Hi, I am able to prove the E field however I don't understand why we are only concern of the x and y-axis what about the z-axis? Why is E=Ey? Why is the E field of the cavity solely due to the y-axis? If that is the case won't the answer be the same if the question ask for a circle instead of a sphere?

• dumbdumNotSmart
There's no charge in the cavity? I must be misreading because this makes no sense to me. If there is no charge in the cavity, the electric field should be zero, shouldn't it?

Even if there is charge in the cavity, the electric field wouldn't be uniform, or at least it wouldn't be solely in the y-direction because of symmetry...

No charge in the cavity? I didn't say that. I only said the E-field in the x-direction is zero. Yes that is what i am trying to ask why the question says the E-field is only in the y-direction

• dumbdumNotSmart
Generally, a cavity is empty, so the natural assumption is that there is no charge in that region.

You must be leaving out or misstating some important information because with the problem as currently stated, the electric field should reflect the spherical symmetry in the problem.

vela said:
Generally, a cavity is empty, so the natural assumption is that there is no charge in that region.

You must be leaving out or misstating some important information because with the problem as currently stated, the electric field should reflect the spherical symmetry in the problem.

You're misunderstanding the problem. :) The cavity is shaped something like this: With the axes aligned a bit differently, and different numerical values for the radius of the cavity and the center-to-center distance of the cavity and the charged sphere.

The situation only has axial symmetry with respect to rotation about the y axis.
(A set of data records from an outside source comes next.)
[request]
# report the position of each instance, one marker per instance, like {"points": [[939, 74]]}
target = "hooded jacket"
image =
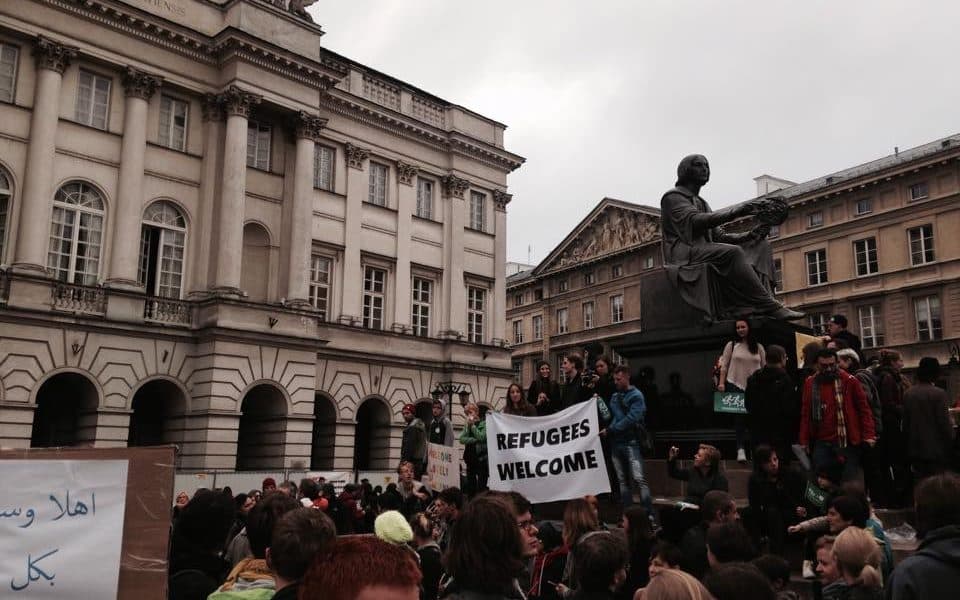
{"points": [[933, 571]]}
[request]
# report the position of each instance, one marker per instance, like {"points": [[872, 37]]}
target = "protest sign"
{"points": [[61, 523], [556, 457], [729, 402], [85, 522], [443, 466]]}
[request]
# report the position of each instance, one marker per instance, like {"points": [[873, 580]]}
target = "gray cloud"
{"points": [[604, 98]]}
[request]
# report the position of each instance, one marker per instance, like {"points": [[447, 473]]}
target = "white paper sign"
{"points": [[61, 525], [556, 457]]}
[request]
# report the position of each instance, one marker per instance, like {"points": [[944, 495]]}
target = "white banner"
{"points": [[556, 457], [61, 526], [443, 466]]}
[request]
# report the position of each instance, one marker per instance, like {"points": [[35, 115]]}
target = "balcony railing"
{"points": [[79, 298], [168, 311]]}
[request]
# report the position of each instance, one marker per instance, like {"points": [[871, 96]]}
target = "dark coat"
{"points": [[933, 571], [773, 406], [698, 484]]}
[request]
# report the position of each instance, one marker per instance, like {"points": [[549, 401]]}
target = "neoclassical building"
{"points": [[217, 233]]}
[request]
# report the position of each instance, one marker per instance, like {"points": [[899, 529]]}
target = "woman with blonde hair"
{"points": [[858, 561], [673, 584]]}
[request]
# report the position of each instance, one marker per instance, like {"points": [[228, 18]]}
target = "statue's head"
{"points": [[693, 169]]}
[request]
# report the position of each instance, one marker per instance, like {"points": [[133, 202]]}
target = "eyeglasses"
{"points": [[527, 525]]}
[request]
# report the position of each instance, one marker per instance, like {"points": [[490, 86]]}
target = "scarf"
{"points": [[250, 569], [816, 408]]}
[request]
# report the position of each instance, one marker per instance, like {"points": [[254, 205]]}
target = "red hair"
{"points": [[354, 563]]}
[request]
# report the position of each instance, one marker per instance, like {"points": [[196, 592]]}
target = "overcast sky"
{"points": [[603, 98]]}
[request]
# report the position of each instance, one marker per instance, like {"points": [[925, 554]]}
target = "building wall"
{"points": [[242, 329]]}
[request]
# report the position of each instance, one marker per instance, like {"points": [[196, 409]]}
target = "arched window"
{"points": [[6, 192], [162, 239], [76, 234]]}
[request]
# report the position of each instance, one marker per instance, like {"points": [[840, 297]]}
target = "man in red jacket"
{"points": [[835, 418]]}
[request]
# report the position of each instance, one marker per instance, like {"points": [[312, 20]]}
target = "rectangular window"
{"points": [[323, 161], [8, 71], [865, 255], [424, 198], [378, 184], [817, 267], [919, 191], [320, 284], [871, 326], [173, 123], [477, 211], [374, 284], [258, 145], [422, 297], [476, 301], [818, 322], [93, 99], [588, 315], [929, 325], [921, 245], [616, 308]]}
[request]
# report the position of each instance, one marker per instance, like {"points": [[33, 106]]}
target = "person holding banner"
{"points": [[742, 356], [628, 408]]}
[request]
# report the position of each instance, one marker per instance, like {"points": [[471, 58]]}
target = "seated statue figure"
{"points": [[724, 275]]}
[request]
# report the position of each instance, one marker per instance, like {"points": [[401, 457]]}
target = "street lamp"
{"points": [[448, 389]]}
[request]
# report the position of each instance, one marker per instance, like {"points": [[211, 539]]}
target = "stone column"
{"points": [[202, 270], [406, 204], [233, 186], [125, 248], [499, 316], [308, 128], [357, 188], [454, 289], [37, 198]]}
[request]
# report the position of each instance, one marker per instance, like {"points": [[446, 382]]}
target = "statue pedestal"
{"points": [[681, 346]]}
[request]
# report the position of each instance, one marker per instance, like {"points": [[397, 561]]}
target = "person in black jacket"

There is no spherical symmetry to speak of.

I really liked this question when I first solved it in a class about gravitation. You get the same result there (Due to the analogous nature of the 1/r² gravitational field)
Interestingly enough, you get a similar result when you consider an infinitely long cylindrical current-carrying wire, with a cylindrical hole whose center is offset from the center of the wire.
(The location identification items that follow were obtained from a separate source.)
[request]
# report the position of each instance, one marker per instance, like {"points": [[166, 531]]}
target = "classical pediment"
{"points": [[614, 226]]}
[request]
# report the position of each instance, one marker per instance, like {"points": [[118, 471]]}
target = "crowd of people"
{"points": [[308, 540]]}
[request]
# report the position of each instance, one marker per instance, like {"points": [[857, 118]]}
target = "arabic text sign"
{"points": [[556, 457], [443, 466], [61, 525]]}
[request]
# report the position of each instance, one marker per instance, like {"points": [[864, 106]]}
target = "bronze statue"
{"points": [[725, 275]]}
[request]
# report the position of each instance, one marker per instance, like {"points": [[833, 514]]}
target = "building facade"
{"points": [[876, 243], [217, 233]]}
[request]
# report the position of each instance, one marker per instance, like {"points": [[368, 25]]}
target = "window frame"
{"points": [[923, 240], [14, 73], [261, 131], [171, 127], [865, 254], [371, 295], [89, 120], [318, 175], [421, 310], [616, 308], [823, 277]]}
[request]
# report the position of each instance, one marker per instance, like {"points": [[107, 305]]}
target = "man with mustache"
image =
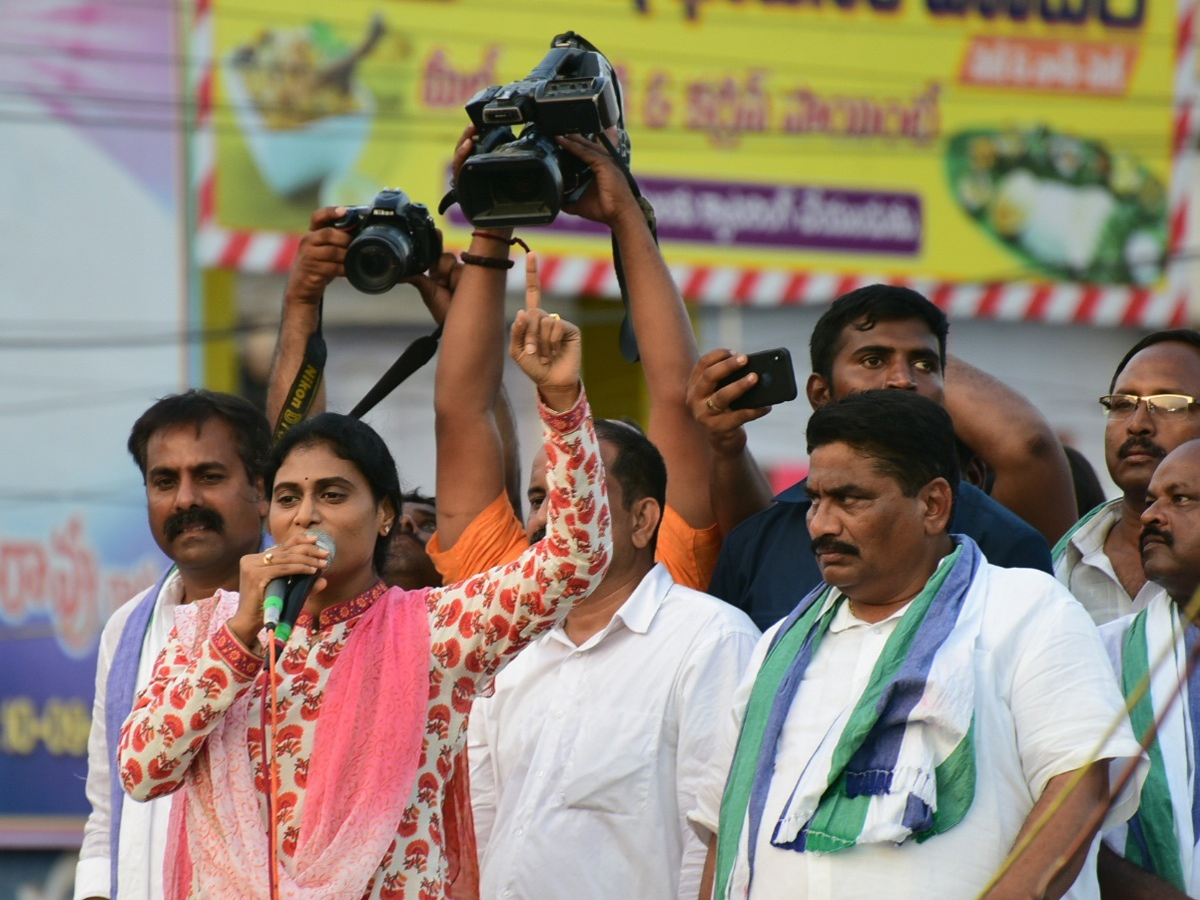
{"points": [[921, 709], [886, 336], [1151, 409], [1157, 856], [201, 455]]}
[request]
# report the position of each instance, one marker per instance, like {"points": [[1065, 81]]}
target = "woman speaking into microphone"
{"points": [[330, 780]]}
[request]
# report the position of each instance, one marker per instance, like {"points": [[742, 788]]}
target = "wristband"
{"points": [[486, 262]]}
There too you get a uniform (Both in magnitude and direction) $$\vec B$$ field inside the cavity. :) Quite remarkable!

I don't know how you've solved the problem, but I suggest that you do the following:
Solve it again, but this time give the cavity a parametric radius, and give the center-to-center separation a parametric radius as well. Don't align the center-to-center vector with any of the axes either.

In other words, try and solve the problem in the most general case. I assume the approach you've taken is to treat the cavity as an area that has super-positioned positive and negative charge densities of equal magnitudes (Yielding 0 net charge).

If you take the vector sum of the 2 sources of E-Field (Filling in the cavity with positive charge and negative charge means you only need to deal with a whole positive sphere centered at the origin, and a negative sphere centered at the center-to-center separation distance) you find that it is constant both in magnitude and direction.

The E-Field doesn't just point in the y-direction, it points in the direction of the center-to-center separation!
One could even guess that due to the axial symmetry of the situation, that the E-Field would be symmetrical with respect to rotation about that axis.
A field constant in magnitude and direction, however, is an incredible result! :)

Last edited:
• dumbdumNotSmart
You're right. I overlooked the info about where the cavity was centered.